Kim Jayoung, Yanagihara Yutaka, Kikugawa Tadahiko, Ji Mihee, Tanji Nozomu, Masayoshi Yokoyama, Freeman Michael R
Departments of Surgery andBiological Chemistry and Molecular Pharmacology, Harvard Medical School, The Urological Diseases Research Center, Children's Hospital, Boston, Massachusetts 02115, USA.
Endocrinology. 2009 Aug;150(8):3576-83. doi: 10.1210/en.2008-1782. Epub 2009 May 14.

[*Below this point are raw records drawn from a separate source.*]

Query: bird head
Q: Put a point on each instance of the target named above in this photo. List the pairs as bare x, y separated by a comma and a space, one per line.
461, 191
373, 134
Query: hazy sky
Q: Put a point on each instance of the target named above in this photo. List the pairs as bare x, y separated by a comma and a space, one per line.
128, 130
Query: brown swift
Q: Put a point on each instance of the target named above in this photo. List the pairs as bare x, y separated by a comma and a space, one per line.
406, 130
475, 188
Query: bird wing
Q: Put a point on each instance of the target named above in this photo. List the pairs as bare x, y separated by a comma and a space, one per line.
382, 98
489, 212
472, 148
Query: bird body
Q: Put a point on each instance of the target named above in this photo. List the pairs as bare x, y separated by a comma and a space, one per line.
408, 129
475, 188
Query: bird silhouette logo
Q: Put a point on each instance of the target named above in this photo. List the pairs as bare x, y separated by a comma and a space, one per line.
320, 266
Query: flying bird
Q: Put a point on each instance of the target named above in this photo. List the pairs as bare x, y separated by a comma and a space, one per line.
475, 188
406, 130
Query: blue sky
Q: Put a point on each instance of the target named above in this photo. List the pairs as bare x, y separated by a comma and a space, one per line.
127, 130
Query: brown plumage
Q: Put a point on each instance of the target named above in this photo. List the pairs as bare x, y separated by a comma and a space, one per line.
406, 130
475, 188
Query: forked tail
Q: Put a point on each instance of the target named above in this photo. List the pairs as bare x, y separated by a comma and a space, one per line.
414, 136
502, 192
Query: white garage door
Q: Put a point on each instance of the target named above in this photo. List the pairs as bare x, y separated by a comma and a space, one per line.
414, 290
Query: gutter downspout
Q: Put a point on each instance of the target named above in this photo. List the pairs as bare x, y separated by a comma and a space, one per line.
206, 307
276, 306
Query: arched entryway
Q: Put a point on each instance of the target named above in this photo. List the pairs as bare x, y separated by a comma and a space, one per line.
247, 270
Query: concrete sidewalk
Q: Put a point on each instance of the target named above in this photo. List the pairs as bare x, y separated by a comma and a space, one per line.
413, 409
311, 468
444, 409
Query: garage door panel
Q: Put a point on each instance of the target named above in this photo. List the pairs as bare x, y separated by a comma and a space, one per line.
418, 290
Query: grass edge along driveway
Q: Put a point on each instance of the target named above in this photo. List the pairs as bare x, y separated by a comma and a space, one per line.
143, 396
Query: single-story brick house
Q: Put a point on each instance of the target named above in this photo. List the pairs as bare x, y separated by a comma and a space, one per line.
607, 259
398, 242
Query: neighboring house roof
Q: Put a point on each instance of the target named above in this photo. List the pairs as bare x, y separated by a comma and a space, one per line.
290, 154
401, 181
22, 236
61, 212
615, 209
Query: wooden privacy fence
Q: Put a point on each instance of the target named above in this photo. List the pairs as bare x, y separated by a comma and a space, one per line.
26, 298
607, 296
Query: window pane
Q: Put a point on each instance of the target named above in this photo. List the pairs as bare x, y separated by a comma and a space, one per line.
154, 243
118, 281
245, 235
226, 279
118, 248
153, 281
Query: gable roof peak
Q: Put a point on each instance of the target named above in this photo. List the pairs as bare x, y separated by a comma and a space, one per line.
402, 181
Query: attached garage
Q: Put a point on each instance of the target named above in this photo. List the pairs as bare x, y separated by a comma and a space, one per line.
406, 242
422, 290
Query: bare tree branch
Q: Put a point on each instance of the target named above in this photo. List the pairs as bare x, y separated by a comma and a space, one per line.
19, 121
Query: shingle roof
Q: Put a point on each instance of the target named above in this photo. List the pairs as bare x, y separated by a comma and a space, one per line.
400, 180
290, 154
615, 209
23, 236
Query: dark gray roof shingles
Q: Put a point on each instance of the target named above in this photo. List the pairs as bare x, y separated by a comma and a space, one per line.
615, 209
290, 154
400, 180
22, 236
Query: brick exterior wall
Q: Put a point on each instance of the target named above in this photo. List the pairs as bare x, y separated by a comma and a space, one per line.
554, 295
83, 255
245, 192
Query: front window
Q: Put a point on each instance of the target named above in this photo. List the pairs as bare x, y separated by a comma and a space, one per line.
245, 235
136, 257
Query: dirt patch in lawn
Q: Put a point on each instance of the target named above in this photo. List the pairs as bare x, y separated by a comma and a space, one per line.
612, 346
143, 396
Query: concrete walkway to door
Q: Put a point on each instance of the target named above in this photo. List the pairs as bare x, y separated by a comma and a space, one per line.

Benign prostatic hyperplasia (BPH) is an age-related disease of unknown etiology characterized by prostatic enlargement and coinciding with distinctive alterations in tissue histomorphology. To identify the molecular mechanisms underlying the development of BPH, we conducted a DNA microarray study using a previously described animal model in which chronic alpha(1)-adrenergic stimulation by repeated administration of phenylephrine evokes histomorphological changes in the rat prostate that resemble human BPH. Bioinformatic tools were applied to microarray data obtained from prostate tissue to construct a network model of potentially relevant signal transduction pathways. Significant involvement of inflammatory pathways was demonstrable, including evidence for activation of a TGF-beta signaling cascade. The heterodimeric protein clusterin (apolipoprotein J) was also identified as a prominent node in the network. Responsiveness of TGF-beta signaling and clusterin gene and protein expression were confirmed independently of the microarray data, verifying some components of the model. This is the first attempt to develop a comprehensive molecular network for histological BPH induced by adrenergic activation. The study also implicated clusterin as a novel biochemical target for therapy.
良性前列腺增生(BPH)是一种病因不明的与年龄相关的疾病,其特征为前列腺肿大,并伴有组织组织形态学的明显改变。为了确定BPH发生发展的分子机制,我们使用先前描述的动物模型进行了一项DNA微阵列研究,在该模型中,通过反复给予去氧肾上腺素进行慢性α(1)-肾上腺素能刺激,可诱发大鼠前列腺出现类似于人类BPH的组织形态学变化。将生物信息学工具应用于从前列腺组织获得的微阵列数据,以构建潜在相关信号转导通路的网络模型。结果表明炎症通路有显著参与,包括TGF-β信号级联激活的证据。异二聚体蛋白聚集素(载脂蛋白J)也被确定为该网络中的一个突出节点。独立于微阵列数据证实了TGF-β信号传导以及聚集素基因和蛋白表达的反应性,从而验证了该模型的一些组成部分。这是首次尝试为肾上腺素能激活诱导的组织学BPH建立一个全面的分子网络。该研究还表明聚集素是一种新的治疗生化靶点。